From ca3eca38038db13dc97ca271ffb80029d0e04e16 Mon Sep 17 00:00:00 2001
From: Ubuntu <ubuntu@ip-10-0-3-222.eu-central-1.compute.internal>
Date: Mon, 15 Jun 2026 00:47:41 +0000
Subject: [PATCH 06/16] =?UTF-8?q?feat(#666):=20stamp=20resolved=20modality?=
 =?UTF-8?q?/tier=20per=20role=20as=20OTEL=20span=20attributes=20=E2=80=94?=
 =?UTF-8?q?=20AC5,=20AC5b?=
MIME-Version: 1.0
Content-Type: text/plain; charset=UTF-8
Content-Transfer-Encoding: 8bit

scenario.modality.<role>.resolved and scenario.modality.<role>.tier stamped on
root span at the start of each turn.
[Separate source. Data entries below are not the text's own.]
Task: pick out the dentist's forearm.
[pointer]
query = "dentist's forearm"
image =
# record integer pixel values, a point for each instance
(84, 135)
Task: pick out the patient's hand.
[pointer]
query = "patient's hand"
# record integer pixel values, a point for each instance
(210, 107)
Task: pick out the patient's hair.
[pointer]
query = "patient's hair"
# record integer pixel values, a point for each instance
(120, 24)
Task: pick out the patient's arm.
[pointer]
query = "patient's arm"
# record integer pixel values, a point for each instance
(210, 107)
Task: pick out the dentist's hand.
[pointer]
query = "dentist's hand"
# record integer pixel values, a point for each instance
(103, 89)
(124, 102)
Populated in run() from resolve_modality()
for UserSimulatorAgent (simulator) and JudgeAgent (judge).

Co-Authored-By: Claude Sonnet 4.6 <noreply@anthropic.com>
---
 python/scenario/scenario_executor.py       |  24 ++-
 python/tests/voice/test_modality_stamps.py | 177 +++++++++++++++++++++
 2 files changed, 199 insertions(+), 2 deletions(-)
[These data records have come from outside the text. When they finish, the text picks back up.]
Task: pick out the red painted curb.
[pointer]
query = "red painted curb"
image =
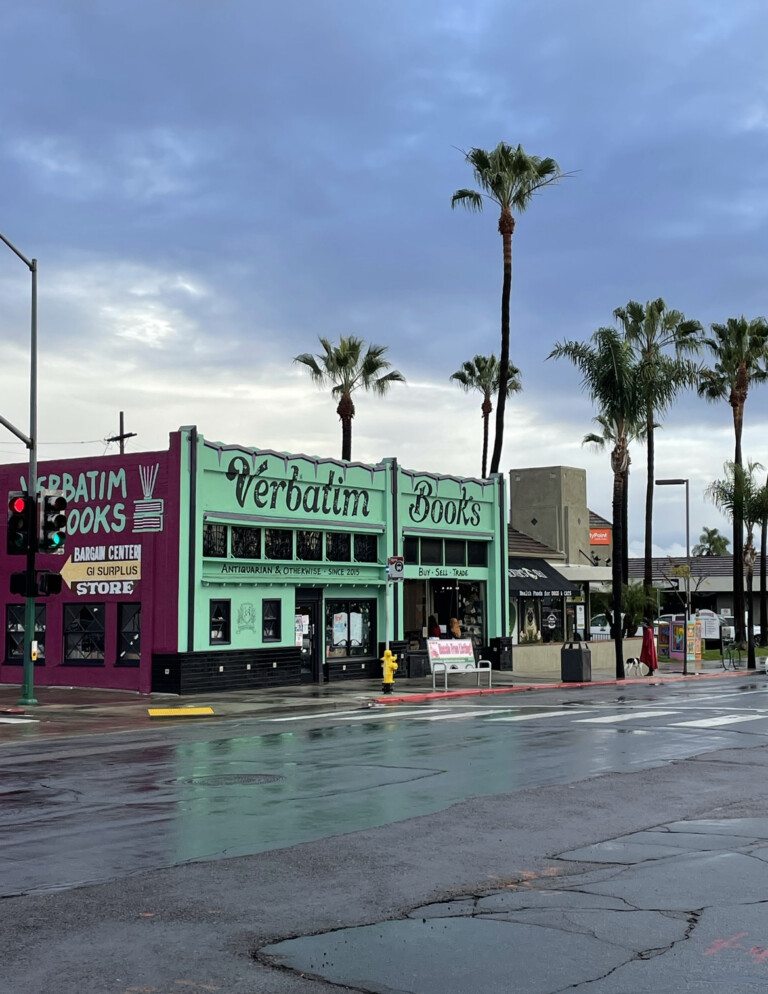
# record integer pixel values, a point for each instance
(478, 691)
 create mode 100644 python/tests/voice/test_modality_stamps.py

diff --git a/python/scenario/scenario_executor.py b/python/scenario/scenario_executor.py
index 53c3591af..6c5909946 100644
--- a/python/scenario/scenario_executor.py
+++ b/python/scenario/scenario_executor.py
@@ -455,10 +455,14 @@ def _new_turn(self):
         ).__enter__()
 
         if self._trace.root_span is not None:
-            self._trace.root_span.set_attributes({
+            attrs = {
                 "langwatch.origin": "simulation",
                 "scenario.run_id": self._scenario_run_id,
-            })
+            }
+            for role, tier_value in getattr(self, '_modality_resolutions', {}).items():
+                attrs[f"scenario.modality.{role}.resolved"] = tier_value
+                attrs[f"scenario.modality.{role}.tier"] = tier_value
+            self._trace.root_span.set_attributes(attrs)
 
         self._pending_agents_on_turn = set(self.agents)
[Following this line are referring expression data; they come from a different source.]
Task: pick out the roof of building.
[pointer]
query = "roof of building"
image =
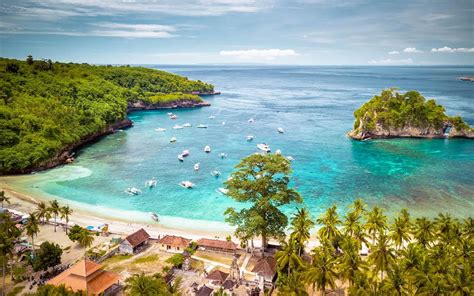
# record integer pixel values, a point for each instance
(174, 241)
(86, 275)
(265, 266)
(137, 237)
(218, 244)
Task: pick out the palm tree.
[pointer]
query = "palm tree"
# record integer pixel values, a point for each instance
(382, 254)
(66, 212)
(322, 273)
(301, 223)
(55, 210)
(4, 198)
(32, 229)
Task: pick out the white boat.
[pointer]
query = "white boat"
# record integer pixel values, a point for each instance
(264, 147)
(133, 191)
(186, 184)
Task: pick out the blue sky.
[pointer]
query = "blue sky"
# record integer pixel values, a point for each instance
(312, 32)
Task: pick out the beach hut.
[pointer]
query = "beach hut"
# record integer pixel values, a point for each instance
(135, 242)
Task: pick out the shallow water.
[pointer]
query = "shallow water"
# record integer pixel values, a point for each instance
(314, 105)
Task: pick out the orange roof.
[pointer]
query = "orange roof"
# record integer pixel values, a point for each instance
(174, 241)
(219, 244)
(86, 275)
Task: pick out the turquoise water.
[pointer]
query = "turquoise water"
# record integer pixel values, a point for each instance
(314, 105)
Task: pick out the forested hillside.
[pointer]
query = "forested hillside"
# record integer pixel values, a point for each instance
(47, 106)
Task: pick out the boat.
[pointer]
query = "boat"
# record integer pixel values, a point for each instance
(264, 147)
(151, 183)
(186, 184)
(133, 191)
(154, 216)
(222, 190)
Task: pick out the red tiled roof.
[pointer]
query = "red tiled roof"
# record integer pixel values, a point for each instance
(218, 244)
(137, 237)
         self._pending_roles_on_turn = [
@@ -575,6 +579,22 @@ async def run(self) -> ScenarioResult:
         # Connect all voice adapters before script runs; disconnect in finally.
         await self._voice_connect_all()
 
+        # Resolve modality per role and store for span stamping.
+        from .voice.modality_resolver import resolve_modality
+        from .user_simulator_agent import UserSimulatorAgent
+        from .judge_agent import JudgeAgent
+
+        self._modality_resolutions: dict = {}  # role -> tier value string
+        for agent in self.agents:
+            if isinstance(agent, UserSimulatorAgent):
+                decl = getattr(agent, 'modality', None)
+                tier, _ = resolve_modality(declaration=decl, model_id=getattr(agent, 'model', '') or '')
+                self._modality_resolutions['simulator'] = tier.value
+            elif isinstance(agent, JudgeAgent):
+                decl = getattr(agent, 'modality', None)
+                tier, _ = resolve_modality(declaration=decl, model_id=getattr(agent, 'model', '') or '')
+                self._modality_resolutions['judge'] = tier.value
+
         try:
             self._emit_run_started_event(scenario_run_id)
 
diff --git a/python/tests/voice/test_modality_stamps.py b/python/tests/voice/test_modality_stamps.py
new file mode 100644
index 000000000..93babb1da
--- /dev/null
+++ b/python/tests/voice/test_modality_stamps.py
@@ -0,0 +1,177 @@
+"""Tests for OTEL modality stamping (AC5, AC5b).
+
+Strategy: test _new_turn() directly with a pre-populated _modality_resolutions
+dict and a mocked langwatch.trace so no real tracing infrastructure is needed.
+"""
+from __future__ import annotations
+
+import pytest
+from unittest.mock import patch, MagicMock, AsyncMock
+
+from scenario.voice.modality_resolver import ModalityTier
+from scenario.scenario_executor import ScenarioExecutor
+
+
+def _make_executor() -> ScenarioExecutor:
+    """Minimal executor instance for stamping tests."""
+    return ScenarioExecutor(
+        name="test-stamps",
+        description="modality stamp test",
+        agents=[],
+    )
+
+
+def _new_turn_with_resolutions(
+    executor: ScenarioExecutor,
+    resolutions: dict,
+) -> dict:
+    """Call _new_turn() on the executor with given _modality_resolutions.
+
+    Mocks langwatch.trace so no real OTEL infrastructure is needed.
+    Returns the attrs dict captured from root_span.set_attributes().
+    """
+    captured: dict = {}
+    call_count = 0
+
+    def _make_trace_mock():
+        mock_span = MagicMock()
+
+        def _capture(attrs):
+            nonlocal call_count
+            call_count += 1
+            if call_count > 1:
+                # Only capture attrs from the explicit _new_turn() call
+                # (reset() makes the first call internally).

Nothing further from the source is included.